2) How to use the developed search-control mechanisms in other simulation-based search methods?
The GoGeneral project funded by NWO aims to answer these research questions. The research project is supervised by me and Yngvi Björnsson, and is executed by a PhD researcher.
Two-person zero-sum games with
perfect information such as Chess and Checkers have been
addressed by many Artificial Intelligence (AI) researchers with
great success, but the game of Go is a notable exception.
Despite significant attention the best computer Go programs
still lag far behind the level of professional players.
Recently, a new technique, called Monte-Carlo Tree Search (MCTS),
started a revolution and increased the level of play of computer
Go programs substantially. Whereas in first instance the focus
of MCTS with respect to Go has been on the practical
application, the current research proposal addresses the problem
of understanding the nature, the underlying principles, of MCTS.

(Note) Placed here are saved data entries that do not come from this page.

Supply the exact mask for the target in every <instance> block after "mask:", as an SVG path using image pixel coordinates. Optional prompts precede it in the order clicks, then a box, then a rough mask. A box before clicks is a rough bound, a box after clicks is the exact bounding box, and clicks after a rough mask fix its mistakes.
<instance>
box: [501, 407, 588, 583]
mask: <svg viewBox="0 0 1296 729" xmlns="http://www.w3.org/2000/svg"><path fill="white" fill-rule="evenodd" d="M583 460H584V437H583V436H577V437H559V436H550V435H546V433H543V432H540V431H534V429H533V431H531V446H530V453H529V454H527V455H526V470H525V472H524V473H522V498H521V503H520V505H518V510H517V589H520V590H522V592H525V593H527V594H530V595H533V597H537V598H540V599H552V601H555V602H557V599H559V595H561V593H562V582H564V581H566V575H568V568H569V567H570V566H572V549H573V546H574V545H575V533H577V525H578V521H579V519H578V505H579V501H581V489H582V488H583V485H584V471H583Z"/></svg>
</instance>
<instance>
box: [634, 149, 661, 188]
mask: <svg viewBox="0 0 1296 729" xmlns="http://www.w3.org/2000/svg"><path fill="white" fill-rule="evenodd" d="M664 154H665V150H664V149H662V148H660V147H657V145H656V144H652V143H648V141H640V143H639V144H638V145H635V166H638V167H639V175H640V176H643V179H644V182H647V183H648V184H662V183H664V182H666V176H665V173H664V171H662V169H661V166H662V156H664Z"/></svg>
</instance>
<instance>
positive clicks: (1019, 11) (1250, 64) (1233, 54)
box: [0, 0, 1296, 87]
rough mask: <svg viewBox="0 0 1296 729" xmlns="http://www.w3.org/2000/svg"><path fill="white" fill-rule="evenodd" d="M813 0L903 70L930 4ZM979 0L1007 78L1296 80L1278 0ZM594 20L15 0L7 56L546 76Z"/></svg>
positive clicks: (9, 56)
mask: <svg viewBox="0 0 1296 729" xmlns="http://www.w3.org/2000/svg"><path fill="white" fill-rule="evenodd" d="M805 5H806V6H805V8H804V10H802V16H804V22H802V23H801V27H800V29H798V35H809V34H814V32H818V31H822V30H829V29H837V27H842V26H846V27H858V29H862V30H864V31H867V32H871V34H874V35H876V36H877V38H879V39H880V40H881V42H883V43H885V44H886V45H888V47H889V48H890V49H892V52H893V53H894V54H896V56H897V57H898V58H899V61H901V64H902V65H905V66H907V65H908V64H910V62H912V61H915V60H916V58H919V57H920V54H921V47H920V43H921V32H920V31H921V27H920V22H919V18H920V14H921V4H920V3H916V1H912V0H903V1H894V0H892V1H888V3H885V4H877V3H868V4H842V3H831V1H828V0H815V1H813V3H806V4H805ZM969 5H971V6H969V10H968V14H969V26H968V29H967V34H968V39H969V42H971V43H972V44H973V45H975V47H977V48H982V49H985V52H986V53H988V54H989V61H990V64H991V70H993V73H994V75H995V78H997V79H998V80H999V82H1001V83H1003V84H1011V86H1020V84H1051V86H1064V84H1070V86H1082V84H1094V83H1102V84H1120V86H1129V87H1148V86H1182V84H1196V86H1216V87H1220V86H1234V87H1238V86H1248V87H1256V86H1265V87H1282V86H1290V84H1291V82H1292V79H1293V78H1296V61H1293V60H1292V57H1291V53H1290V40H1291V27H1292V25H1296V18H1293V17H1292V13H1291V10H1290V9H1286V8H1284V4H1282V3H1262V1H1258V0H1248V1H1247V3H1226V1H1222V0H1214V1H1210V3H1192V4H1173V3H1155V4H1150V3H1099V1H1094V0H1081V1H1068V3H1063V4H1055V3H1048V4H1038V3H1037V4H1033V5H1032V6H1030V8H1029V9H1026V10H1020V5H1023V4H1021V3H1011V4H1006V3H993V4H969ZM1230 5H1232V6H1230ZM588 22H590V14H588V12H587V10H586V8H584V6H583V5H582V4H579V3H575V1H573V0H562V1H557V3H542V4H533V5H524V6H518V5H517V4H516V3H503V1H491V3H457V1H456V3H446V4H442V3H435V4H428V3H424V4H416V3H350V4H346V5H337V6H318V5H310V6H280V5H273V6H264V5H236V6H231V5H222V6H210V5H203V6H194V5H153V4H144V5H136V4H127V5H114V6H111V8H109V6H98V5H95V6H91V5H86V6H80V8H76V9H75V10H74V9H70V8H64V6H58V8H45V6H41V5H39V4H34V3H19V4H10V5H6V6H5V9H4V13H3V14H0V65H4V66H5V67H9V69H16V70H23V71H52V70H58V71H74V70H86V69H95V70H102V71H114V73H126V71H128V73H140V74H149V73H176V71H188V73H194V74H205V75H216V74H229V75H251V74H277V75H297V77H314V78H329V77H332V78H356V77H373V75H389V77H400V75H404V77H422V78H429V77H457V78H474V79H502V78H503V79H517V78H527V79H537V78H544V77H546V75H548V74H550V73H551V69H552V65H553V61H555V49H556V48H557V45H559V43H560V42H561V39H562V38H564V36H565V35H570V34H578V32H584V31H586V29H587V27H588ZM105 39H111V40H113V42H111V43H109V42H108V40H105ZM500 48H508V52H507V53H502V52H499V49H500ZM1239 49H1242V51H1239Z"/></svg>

A careful understanding of the nature of MCTS will lead to
(better) effective search algorithms. Hence, the two
interrelated research questions are:
1) How to formulate models that increase the understanding how Monte-Carlo Tree Search (MCTS) works?
2) How to use the developed MCTS models to create effective search algorithms?
The Go4Nature project funded by NWO researches the nature of Monte-Carlo Tree Search and uses the increased insight to improve search algorithms. The research project is supervised by me, and is executed by a Postdoc (underlying principles) and a PhD researcher (applications).
In the field of intelligent search techniques the main topics of interest are Variable-depth Search, Monte-Carlo Tree Search, and Proof-Number Search. In the past I have proposed several search enhancements and search techniques such as Enhanced Realization Probability Search, Relative History Heuristic, MCTS-Solver and PDS-PN. These ideas have been tested in several game domains such as Lines of Action, Clobber, Surakarta and Draughts.
Moreover, I test my ideas and the techniques of others in competitive tournament programs. I am known for my Lines of Action program MIA/MC-LOA which won six times the Computer Olympiad, my Surakarta program SIA winning the Olympiad five times, and my Clobber program MILA winning the Olympiad once.
The DKE Games and AI group has a reputation in solving games. I have been involved in solving Fanorona, 6×6 LOA and Go boards up to 30 intersections. These games have been mainly solved by “classic” techniques such as alpha-beta, proof-number search and retrograde analysis. Currently, I am investigating to what extent MCTS integrated with proving capabilities as done in MCTS-Solver can help in solving games.
I am interested in learning the weights of search enhancements and evaluation function features. Together with other researchers I investigated techniques such as Neural Networks, TD-Learning, RSPSA, Cross-Entropy Method and Gradual Focus in the past.